“Oh! go to the devil if you are not there already,” I replied, and turned over as though to sleep.
There was no need for me to have instructed that faithful creature, the astute but immoral Hans, to call me early, as the lady did her mother in the poem, for I do not think that I closed an eye that night. I spare my reflections, for they can easily be imagined in the case of an earnest-natured lad who was about to be bereft of his first love.
Long before the dawn I stood in the peach orchard, that orchard where we had first met, and waited. At length Marie came stealing between the tree trunks like a grey ghost, for she was wrapped in some light-coloured garment. Oh! once more we were alone together. Alone in the utter solitude and silence which precede the African dawn, when all creatures that love the night have withdrawn to their lairs and hiding places, and those that love the day still sleep their soundest.
She saw me and stood still, then opened her arms and clasped me to her breast, uttering no word. A while later she spoke almost in a whisper, saying:
“Allan, I must not stay long, for I think that if my father found us together, he would shoot you in his madness.”

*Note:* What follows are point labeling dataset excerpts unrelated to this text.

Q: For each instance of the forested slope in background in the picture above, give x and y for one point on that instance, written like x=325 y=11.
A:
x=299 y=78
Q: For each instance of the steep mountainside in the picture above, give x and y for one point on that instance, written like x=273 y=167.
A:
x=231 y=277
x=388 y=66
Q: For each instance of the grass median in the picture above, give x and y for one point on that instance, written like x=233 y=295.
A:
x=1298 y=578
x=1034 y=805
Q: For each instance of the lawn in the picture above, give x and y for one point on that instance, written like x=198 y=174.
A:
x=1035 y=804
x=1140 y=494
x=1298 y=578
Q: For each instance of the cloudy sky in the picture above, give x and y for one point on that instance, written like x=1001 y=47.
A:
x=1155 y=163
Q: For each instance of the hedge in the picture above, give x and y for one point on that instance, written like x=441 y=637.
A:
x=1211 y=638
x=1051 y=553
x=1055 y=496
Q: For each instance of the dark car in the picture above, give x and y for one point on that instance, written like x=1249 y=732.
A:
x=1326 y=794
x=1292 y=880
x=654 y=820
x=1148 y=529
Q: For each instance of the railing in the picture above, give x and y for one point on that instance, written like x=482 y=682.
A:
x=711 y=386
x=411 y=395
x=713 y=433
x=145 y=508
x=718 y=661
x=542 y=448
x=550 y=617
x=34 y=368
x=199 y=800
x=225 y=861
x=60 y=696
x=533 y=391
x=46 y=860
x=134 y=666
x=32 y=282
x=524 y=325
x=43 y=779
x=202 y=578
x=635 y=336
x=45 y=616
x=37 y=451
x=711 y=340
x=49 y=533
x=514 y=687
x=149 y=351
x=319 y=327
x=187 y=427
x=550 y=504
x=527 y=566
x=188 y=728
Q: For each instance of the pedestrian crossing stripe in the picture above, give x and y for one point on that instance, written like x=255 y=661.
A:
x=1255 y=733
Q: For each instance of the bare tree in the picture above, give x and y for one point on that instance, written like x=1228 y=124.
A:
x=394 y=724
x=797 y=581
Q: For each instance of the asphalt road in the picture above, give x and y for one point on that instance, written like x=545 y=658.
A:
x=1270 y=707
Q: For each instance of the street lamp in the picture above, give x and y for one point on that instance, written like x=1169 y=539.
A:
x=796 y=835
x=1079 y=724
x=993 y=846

Now as always it was of me she thought, not of herself.
“And you, my sweet?” I asked.
“Oh!” she answered, “that matters nothing. Except for the sin of it I wish he would shoot me, for then I should have done with all this pain. I told you, Allan, when the Kaffirs were on us yonder, that it might be better to die; and see, my heart spoke truly.”
“Is there no hope?” I gasped. “Will he really separate us and take you away into the wilderness?”
“Certainly, nothing can turn him. Yet, Allan, there is this hope. In two years, if I live, I shall be of full age, and can marry whom I will; and this I swear, that I will marry none but you, no, not even if you were to die to-morrow.”